Je me souviens en d’autres temps avoir relevé quelque part dans une revue de poésie contemporaine pilotée par un poète ami, que trop de recueils sont inutiles. Dont acte. L’auteur du présent ouvrage, rompu depuis des décennies à l’exercice de l’intime et de l’authenticité, fait encore une fois la démonstration du contraire, tant son propos sonne juste et clair. Les habitués de son œuvre seront sans doute quelque peu déroutés, davantage par la forme que par le fond.

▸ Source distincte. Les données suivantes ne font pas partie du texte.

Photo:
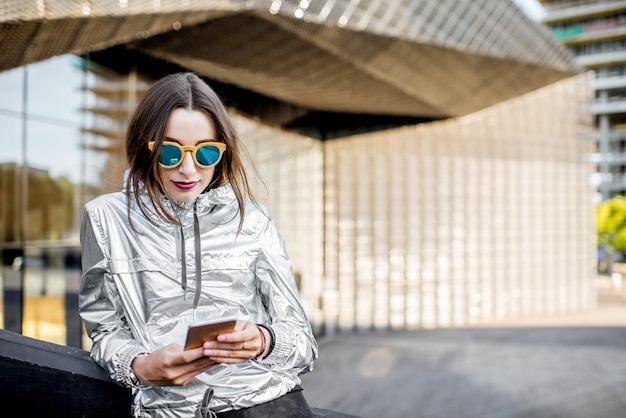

Quatrains et tercets en vers libres s’enlacent pour tisser un maillage de lignes de forces qui convergent vers le ciel, comme une évidence qui nous dépasse. Une grandeur qui procède à la fois de l’écriture et s’en absout, ne serait-ce que par la beauté heureuse des fleurs. Nous ne sommes pas très loin du vers fulgurant d’Arthur Rimbaud : La main d’un maître anime le clavecin des prés et de ses résonnances qui traversent toute la poésie moderne. De page en page, nous suivons Richard Rognet dans sa pérégrination intérieure, où son verbe exprime sa pleine maturité. Porté par un temps qui fait et défait le monde, le poète se fait messager / des étreintes amères sans renier pour autant les enchantements clairs / de l’enfance. Et c’est cette oscillation permanente entre le clair et l’obscur, cette lucidité précise, aussi nette que l’acier, qui convainc sans peine le lecteur qu’il a affaire à du grand art. Nul propos qui ne soit pesé à l’aune de ce qui fait l’essentiel de notre existence, que les frôlements indicibles du silence rendent habitable. Richard Rognet sait à quel point la disparition et l’absence sont à l’œuvre au sein de la vie elle-même, et combien elles en délivrent toute la saveur.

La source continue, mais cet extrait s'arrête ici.